I knew, when we decided to head to Gulmarg, in the Northern Indian state of Kashmir and Jammu, this past January for our next snowboard adventure, that I was in for a culture shock. The snowboarding side of the trip alone was often shocking enough to floor me. However, navigating the cultural side of the vacation proved to be a whole other head-spinning experience. From the driving and local traffic rules (of which there seemed to be very few) to the ever-changing process of buying a single ride ticket for the gondola or being immersed in a Muslim culture faced with the contractions of a foreign tourist economy, we were constantly left wide eyed and wondering.

Here, we learned the value of a car horn in stand-still traffic (it’s just a means to express your frustrations) and of chains on snow-covered roads. We also learned why Kashmiri drivers prefer not to use chains, unless having your passengers push the car up hill no longer works. We stayed in a tourist town where the local wildlife population — mostly monkeys and wild dogs — far outnumbered the local female population. Our only contact with local Kashmir women was the occasional mother of a worker, or perhaps in the neighboring towns we road to on our backcountry adventure.

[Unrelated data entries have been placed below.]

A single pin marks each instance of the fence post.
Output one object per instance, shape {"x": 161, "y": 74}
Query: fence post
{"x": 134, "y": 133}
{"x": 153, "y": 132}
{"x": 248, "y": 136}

We discovered the city culture of Sringar, the capital of Jammu and Kashmir, and explored the city’s lake, where a whole community lives off the water, gardening, selling, shopping and going about their daily business.

We discovered that in spite of being about 9 miles from the Line of Control, one of the most dangerous borders in the world between India and Pakistan, we were constantly surrounded by some of the most open and friendly people I have ever met. Perhaps the most important lesson we learned on our trip, though, was to always expect the unexpected and that the sooner we let go of our Western expectations and plans and followed along on the Kashmiri pace of life, the more enjoyable and entertaining our experience would be.